Cody sorrise e zoommò la registrazione che Serling aveva già avviato sull’XRL e si fece già una panoramica.
“Il nucleo è costituito da fotoni altamente instabili che, se entrati con le molecole dell’ossigeno, rischiano di distruggere più di un terzo del pianeta” spiegò il ragazzo.
“Ed è protetto da un capo energetico” aggiunse un Gungin molto magro.
“Sì. E forzando il campo energetico potremmo arrivare al nucleo… ma rischieremmo ugualmente di compromettere la terra. C’è un solo metodo per distruggere l’XRL… ma non mi piace per niente” aggiunse Cody, sbiancando.
“Cioè?”.
“Il DNA mutante dei cloni e delle tartarughe sono uguali e diversi. Sui loro corpi giacciono una grande quantità di micro-particelle mutanti che potrebbero far collare l’XRL”.

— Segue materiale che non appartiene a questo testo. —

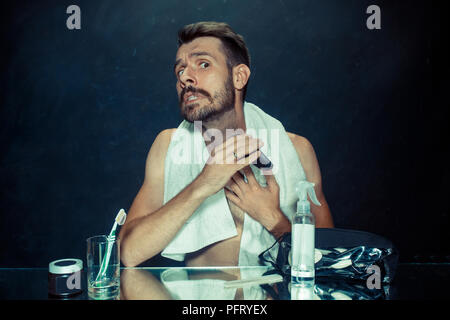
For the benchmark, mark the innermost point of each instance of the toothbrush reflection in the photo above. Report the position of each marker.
(190, 284)
(214, 284)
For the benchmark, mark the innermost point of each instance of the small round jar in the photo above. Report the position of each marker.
(64, 277)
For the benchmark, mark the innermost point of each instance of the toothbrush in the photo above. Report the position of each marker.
(120, 220)
(272, 278)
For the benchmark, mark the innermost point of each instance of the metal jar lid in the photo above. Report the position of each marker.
(64, 266)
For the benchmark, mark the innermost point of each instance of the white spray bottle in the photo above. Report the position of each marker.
(302, 237)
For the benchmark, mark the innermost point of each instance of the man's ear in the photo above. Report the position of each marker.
(241, 74)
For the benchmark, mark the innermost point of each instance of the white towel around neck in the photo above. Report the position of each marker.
(213, 221)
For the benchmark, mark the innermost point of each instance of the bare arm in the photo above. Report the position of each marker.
(310, 164)
(151, 225)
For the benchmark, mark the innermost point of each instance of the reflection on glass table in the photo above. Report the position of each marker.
(233, 283)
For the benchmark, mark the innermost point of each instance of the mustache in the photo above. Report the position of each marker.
(193, 90)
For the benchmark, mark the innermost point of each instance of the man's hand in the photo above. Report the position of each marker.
(226, 159)
(261, 203)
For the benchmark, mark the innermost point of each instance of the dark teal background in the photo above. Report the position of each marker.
(80, 109)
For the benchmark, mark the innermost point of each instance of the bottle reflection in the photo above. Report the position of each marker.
(303, 292)
(190, 284)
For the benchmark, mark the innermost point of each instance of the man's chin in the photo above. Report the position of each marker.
(195, 113)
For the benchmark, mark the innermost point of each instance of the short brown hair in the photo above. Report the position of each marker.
(233, 44)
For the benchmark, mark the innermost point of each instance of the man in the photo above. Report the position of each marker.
(212, 67)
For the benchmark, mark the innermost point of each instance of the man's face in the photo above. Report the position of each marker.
(204, 82)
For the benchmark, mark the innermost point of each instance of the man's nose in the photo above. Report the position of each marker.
(188, 78)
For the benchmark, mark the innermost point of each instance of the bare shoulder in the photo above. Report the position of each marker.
(307, 156)
(301, 144)
(161, 142)
(157, 152)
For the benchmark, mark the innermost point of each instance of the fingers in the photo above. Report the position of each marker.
(250, 177)
(270, 179)
(230, 195)
(234, 186)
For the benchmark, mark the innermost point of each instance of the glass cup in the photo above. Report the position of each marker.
(103, 268)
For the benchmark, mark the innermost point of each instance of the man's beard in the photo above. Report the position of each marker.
(222, 102)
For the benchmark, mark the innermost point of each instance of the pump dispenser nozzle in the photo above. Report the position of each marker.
(303, 189)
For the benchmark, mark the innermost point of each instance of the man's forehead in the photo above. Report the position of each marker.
(211, 45)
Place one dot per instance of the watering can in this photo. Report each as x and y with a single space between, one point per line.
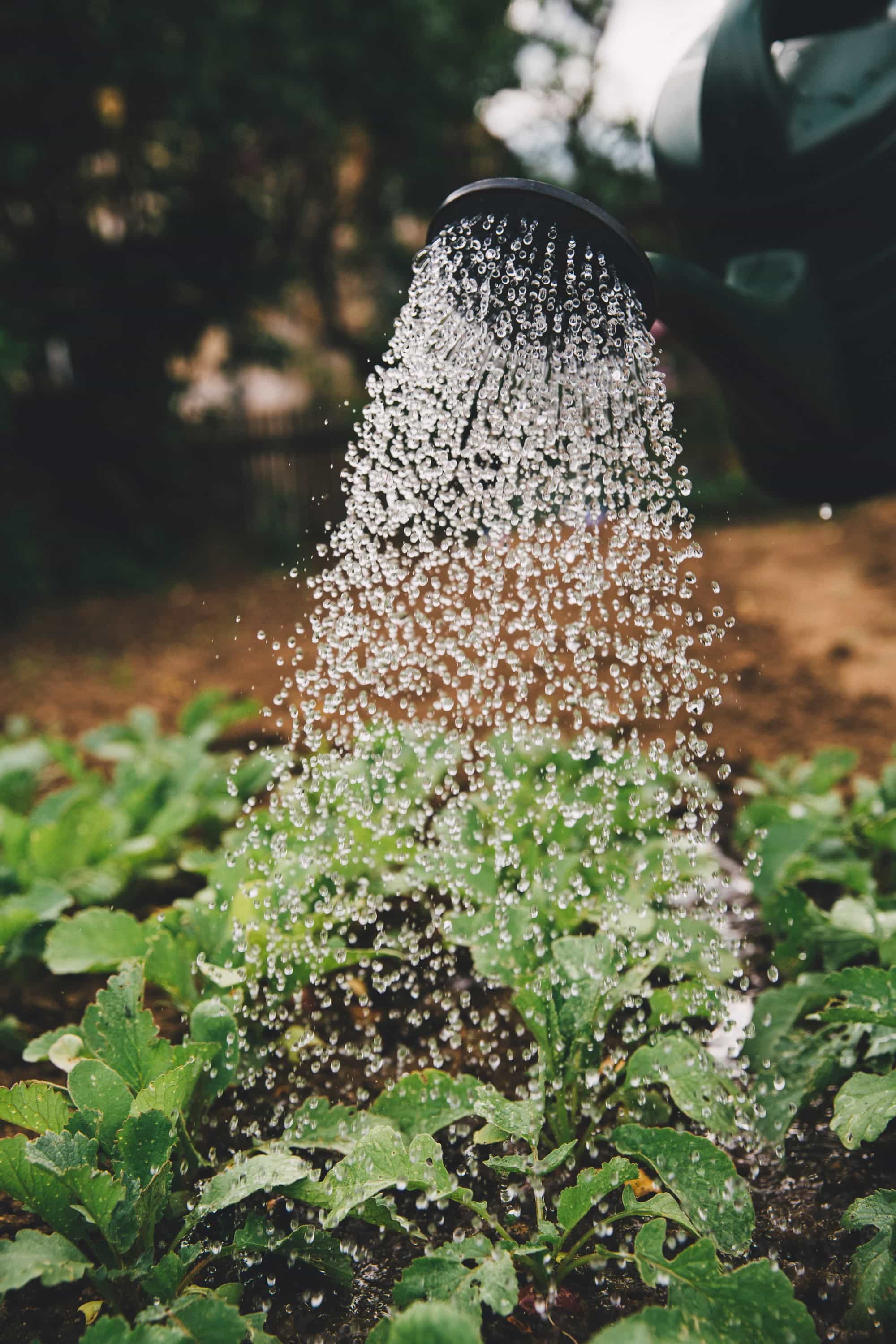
775 146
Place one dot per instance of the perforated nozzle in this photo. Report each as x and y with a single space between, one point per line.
524 202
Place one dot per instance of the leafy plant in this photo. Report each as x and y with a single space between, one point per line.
827 882
115 1158
86 843
874 1265
392 1148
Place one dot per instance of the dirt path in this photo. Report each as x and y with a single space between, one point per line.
812 658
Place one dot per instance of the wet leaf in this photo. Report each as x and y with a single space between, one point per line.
319 1124
531 1166
517 1119
213 1023
695 1084
465 1275
72 1160
246 1178
381 1162
93 940
659 1326
436 1323
754 1304
38 1049
311 1245
144 1146
872 1269
657 1206
593 1185
121 1033
96 1086
425 1103
49 1257
172 1090
35 1107
702 1178
863 1108
862 994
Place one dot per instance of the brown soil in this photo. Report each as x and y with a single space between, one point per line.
812 658
812 662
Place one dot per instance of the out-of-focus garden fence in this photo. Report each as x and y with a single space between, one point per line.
277 478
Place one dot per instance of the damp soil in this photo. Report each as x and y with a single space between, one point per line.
800 1201
812 662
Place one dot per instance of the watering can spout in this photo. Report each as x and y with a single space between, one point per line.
773 142
767 336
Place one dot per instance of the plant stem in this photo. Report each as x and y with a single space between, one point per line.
589 1260
538 1190
194 1269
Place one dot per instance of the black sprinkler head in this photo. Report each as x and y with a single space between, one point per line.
520 201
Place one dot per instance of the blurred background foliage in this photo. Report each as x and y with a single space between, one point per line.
210 209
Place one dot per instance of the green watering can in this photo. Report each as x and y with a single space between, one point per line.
775 146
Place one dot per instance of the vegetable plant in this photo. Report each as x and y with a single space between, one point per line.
85 844
115 1160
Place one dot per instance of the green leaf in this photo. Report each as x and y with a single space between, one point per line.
213 1023
864 994
872 1269
593 1185
171 1092
93 940
121 1033
689 1073
246 1178
659 1326
793 1066
425 1103
657 1206
37 1107
319 1124
72 1159
49 1257
162 1281
310 1245
517 1119
38 1190
96 1086
702 1178
42 904
863 1108
203 1320
379 1162
464 1273
115 1330
435 1323
54 1174
38 1049
171 965
754 1304
530 1166
144 1146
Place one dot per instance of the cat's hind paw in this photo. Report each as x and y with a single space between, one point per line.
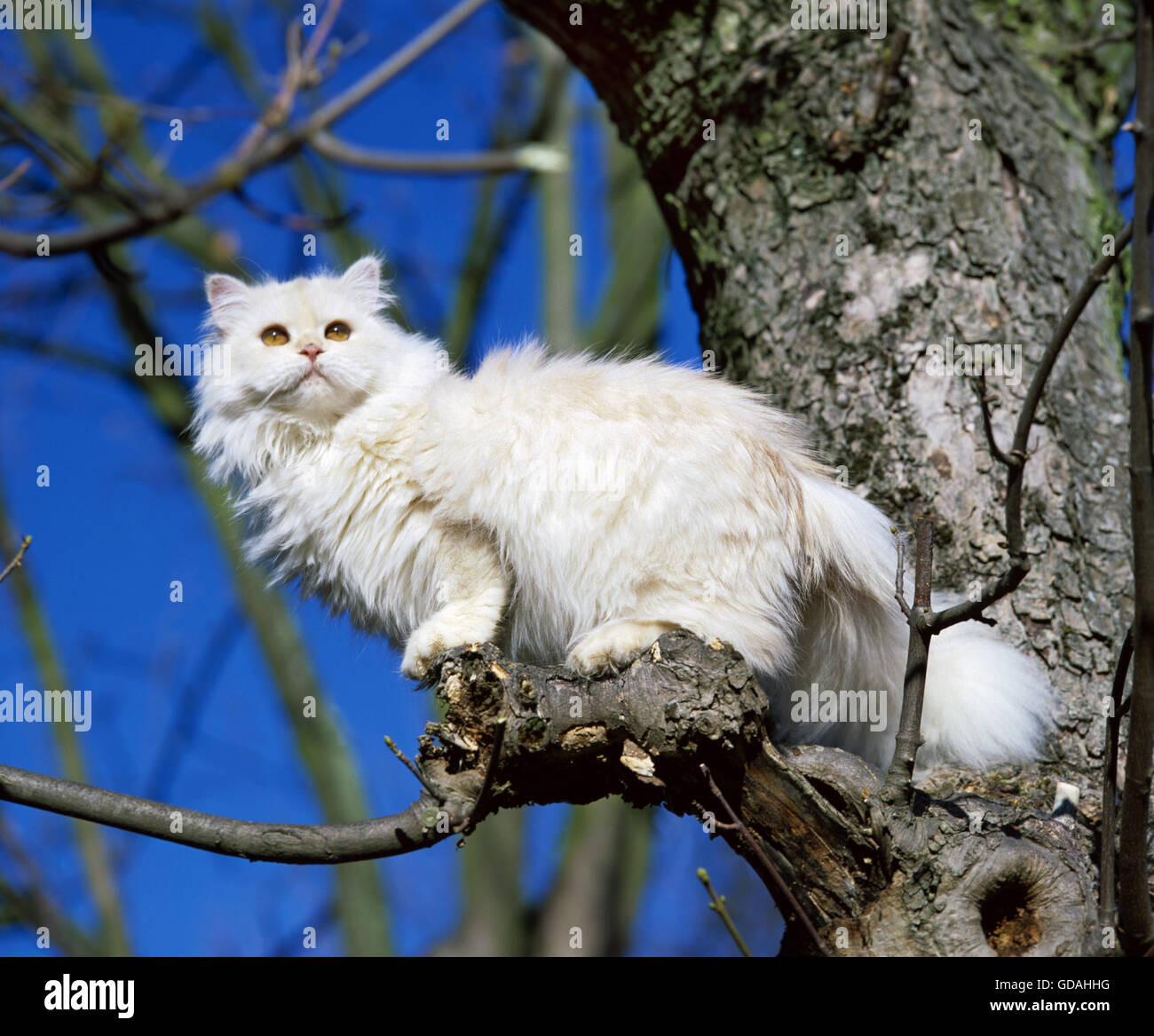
423 647
614 645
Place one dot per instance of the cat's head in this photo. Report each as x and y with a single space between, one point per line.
303 351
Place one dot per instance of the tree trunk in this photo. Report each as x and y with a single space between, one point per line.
841 207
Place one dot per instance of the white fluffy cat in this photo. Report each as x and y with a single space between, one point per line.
575 509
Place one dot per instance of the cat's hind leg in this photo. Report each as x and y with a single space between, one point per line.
615 644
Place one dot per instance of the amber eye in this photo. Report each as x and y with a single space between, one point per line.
275 335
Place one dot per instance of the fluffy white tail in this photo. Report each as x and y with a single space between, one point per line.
985 703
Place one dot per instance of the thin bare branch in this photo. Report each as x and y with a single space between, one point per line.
1134 913
15 562
233 170
538 158
718 906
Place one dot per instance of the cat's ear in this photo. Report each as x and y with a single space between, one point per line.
226 296
364 280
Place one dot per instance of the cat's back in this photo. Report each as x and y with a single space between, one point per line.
598 436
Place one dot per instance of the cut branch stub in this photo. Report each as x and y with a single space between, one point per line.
641 734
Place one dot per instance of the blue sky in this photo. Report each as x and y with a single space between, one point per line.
118 522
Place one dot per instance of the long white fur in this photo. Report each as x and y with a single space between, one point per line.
573 508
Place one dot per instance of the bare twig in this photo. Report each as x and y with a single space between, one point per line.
716 905
1018 455
15 562
491 771
238 166
414 769
1134 913
898 787
299 67
768 865
538 158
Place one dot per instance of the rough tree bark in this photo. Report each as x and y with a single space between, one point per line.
819 134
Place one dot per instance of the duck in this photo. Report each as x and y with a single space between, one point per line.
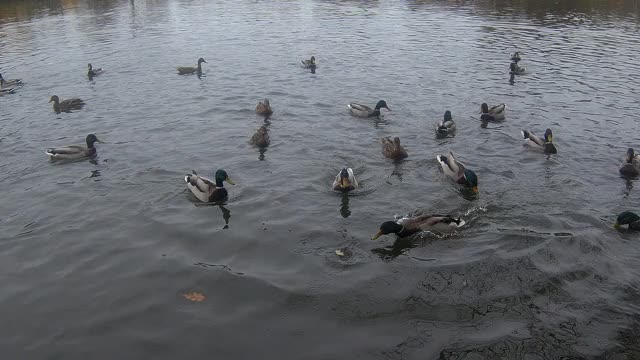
360 110
446 126
628 218
345 180
393 149
514 69
93 72
410 226
261 137
631 164
186 70
206 190
264 108
66 105
11 82
458 172
545 143
75 152
307 64
495 113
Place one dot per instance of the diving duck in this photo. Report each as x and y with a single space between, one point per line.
345 180
185 70
393 149
631 164
11 82
74 152
545 143
410 226
66 105
261 137
205 190
515 69
446 126
360 110
628 218
495 113
458 172
264 108
307 64
93 72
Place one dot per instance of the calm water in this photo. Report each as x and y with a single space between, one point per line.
95 256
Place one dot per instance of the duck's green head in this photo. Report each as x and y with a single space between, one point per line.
222 176
382 104
471 179
388 227
626 218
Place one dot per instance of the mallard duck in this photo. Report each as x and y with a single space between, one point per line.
264 108
631 164
66 105
495 113
307 64
206 190
261 137
628 218
458 172
94 72
185 70
514 69
393 149
365 111
74 152
345 180
9 82
410 226
446 126
546 144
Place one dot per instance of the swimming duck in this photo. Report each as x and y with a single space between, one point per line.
514 69
365 111
307 64
11 82
410 226
446 126
264 108
66 105
458 172
345 180
546 144
393 149
631 164
74 152
261 137
495 113
94 72
185 70
205 190
628 218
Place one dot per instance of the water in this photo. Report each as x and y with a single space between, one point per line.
95 256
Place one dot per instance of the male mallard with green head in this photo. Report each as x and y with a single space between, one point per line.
360 110
206 190
410 226
74 152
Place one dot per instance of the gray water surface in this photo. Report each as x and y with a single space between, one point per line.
95 256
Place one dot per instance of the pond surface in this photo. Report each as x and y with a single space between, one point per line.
96 256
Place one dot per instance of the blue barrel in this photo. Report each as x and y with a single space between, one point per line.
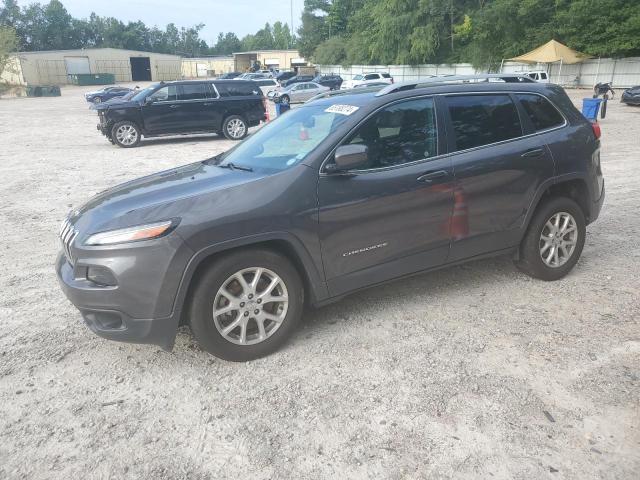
281 108
590 107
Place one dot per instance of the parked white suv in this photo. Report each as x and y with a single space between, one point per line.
366 78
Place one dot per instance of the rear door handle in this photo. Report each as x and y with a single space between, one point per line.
534 152
429 177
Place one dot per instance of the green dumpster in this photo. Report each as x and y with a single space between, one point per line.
43 91
92 78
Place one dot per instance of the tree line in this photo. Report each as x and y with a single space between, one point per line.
48 26
482 32
347 32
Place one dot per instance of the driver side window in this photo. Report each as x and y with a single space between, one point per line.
401 133
164 94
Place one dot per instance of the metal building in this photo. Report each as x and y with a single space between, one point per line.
54 67
281 59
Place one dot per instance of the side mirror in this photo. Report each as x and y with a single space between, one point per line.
348 157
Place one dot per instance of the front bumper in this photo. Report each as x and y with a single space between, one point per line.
140 307
597 206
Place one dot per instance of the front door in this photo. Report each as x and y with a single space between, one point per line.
390 217
140 69
499 165
163 113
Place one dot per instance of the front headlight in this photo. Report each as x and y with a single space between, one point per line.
131 234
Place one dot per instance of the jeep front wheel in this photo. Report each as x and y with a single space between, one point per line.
246 305
126 134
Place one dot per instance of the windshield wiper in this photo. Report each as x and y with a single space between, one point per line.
233 166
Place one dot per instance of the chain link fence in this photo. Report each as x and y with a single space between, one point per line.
623 72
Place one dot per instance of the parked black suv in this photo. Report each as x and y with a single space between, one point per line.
331 81
226 107
297 79
340 194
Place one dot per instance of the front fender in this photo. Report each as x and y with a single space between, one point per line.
317 286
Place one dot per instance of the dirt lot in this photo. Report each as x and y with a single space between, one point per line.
472 372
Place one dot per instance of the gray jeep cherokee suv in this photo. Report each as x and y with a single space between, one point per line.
343 193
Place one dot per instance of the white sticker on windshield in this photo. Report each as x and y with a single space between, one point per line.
342 109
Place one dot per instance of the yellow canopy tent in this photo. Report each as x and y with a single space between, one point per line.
552 52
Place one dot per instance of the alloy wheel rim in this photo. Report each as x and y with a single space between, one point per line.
250 306
127 135
236 128
558 239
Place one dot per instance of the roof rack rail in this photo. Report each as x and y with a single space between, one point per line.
486 77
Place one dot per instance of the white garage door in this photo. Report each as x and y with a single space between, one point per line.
201 69
77 65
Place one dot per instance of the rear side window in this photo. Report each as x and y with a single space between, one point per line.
193 91
542 114
483 119
164 94
238 89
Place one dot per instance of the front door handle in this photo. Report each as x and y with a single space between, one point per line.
534 152
430 176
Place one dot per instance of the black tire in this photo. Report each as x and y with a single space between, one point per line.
603 109
135 139
229 127
211 281
530 259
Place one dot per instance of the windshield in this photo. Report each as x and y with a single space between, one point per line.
142 94
286 141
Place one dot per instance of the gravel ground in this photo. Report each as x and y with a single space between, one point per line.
472 372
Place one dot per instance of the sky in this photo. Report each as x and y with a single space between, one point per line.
238 16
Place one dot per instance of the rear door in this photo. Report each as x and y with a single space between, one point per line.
163 114
240 97
499 164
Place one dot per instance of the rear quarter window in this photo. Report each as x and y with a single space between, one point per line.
242 88
483 119
541 113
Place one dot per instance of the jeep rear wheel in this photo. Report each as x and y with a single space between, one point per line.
246 305
554 240
126 134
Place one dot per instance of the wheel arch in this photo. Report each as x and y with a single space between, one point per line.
573 186
282 243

“Ma dov’è il problema?” chiese il leader.
Cody inspirò profondamente e rispose. “Che in questo modo ci sarebbe i ragazzi potrebbero… non sopravvivere. I loro corpi potrebbero disintegrarsi a causa dell’enorme energia di natura elastica che verrebbe a crearsi”.
Gli Inuwashi chinarono il capo e guardarono il congegno maledetto. Non c’era altra soluzione, allora.
“E di che lamenti, scusa? I ninja sono sempre pronti a sacrificarsi!”.
Cody e i quattro Gungin guardarono più in basso, dove sette figure erano appena giunte con tanto di tuta spaziale per respirare meglio e un jetbag sulle spalle.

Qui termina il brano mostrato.